Eu podia enumerar dezenas de textos incríveis que Luis Fernando Verissimo publicou ao longo dos anos, listar meus favoritos, prometer ler os outros, imitar a rotina regular e disciplinada adotada por ele para o ofício. Podia celebrar que ele escreveu fácil sobre temas difíceis, que esteve ao lado dos contestadores mesmo com a vida ganha.
Eu podia exaltar o amor dele pelo jazz, a elegância do seu traço, a aparente simplicidade de seus textos, a ironia fina que ele costurava às palavras. Podia dizer do alento de ver um sujeito declaradamente tímido escrever pelos cotovelos, bem-acabado e constante.
Eu podia enaltecê-lo por escolher a crônica como caminho, por elevar ao infinito e além o gênero que também tem sido o meu eleito, sob as bênçãos de Rubem Braga, José Carlos Oliveira, Carmélia Maria de Souza, Paulo Mendes Campos, João do Rio, Fernando Sabino, Manuel Bandeira, Clarice Lispector, Martha Medeiros e Carlos Drummond de Andrade.
Eu podia aplaudir em público seu jeito de explicar a política, a geografia e o cotidiano, com doses de picardia, mas sem perder a ternura.
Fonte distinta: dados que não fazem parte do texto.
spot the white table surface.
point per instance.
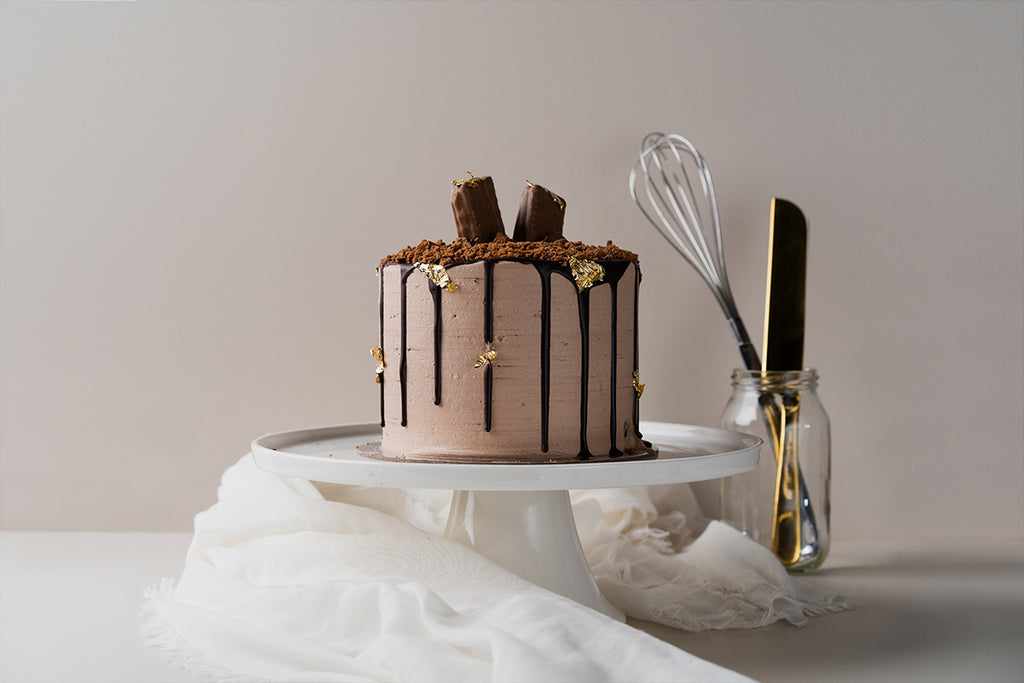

Podia ficar horas em torno daquela frase, dita ao modo Verissimo de dizer coisas fundas como quem não quer nada.
— Quando a gente acha que tem todas as respostas, vem a vida e muda todas as perguntas.
Acontece que hoje quero lembrar de outra história, de quando Verissimo traduziu com perfeição um drama da vida privada: o horror ao polêmico e onipresente uso da salsinha.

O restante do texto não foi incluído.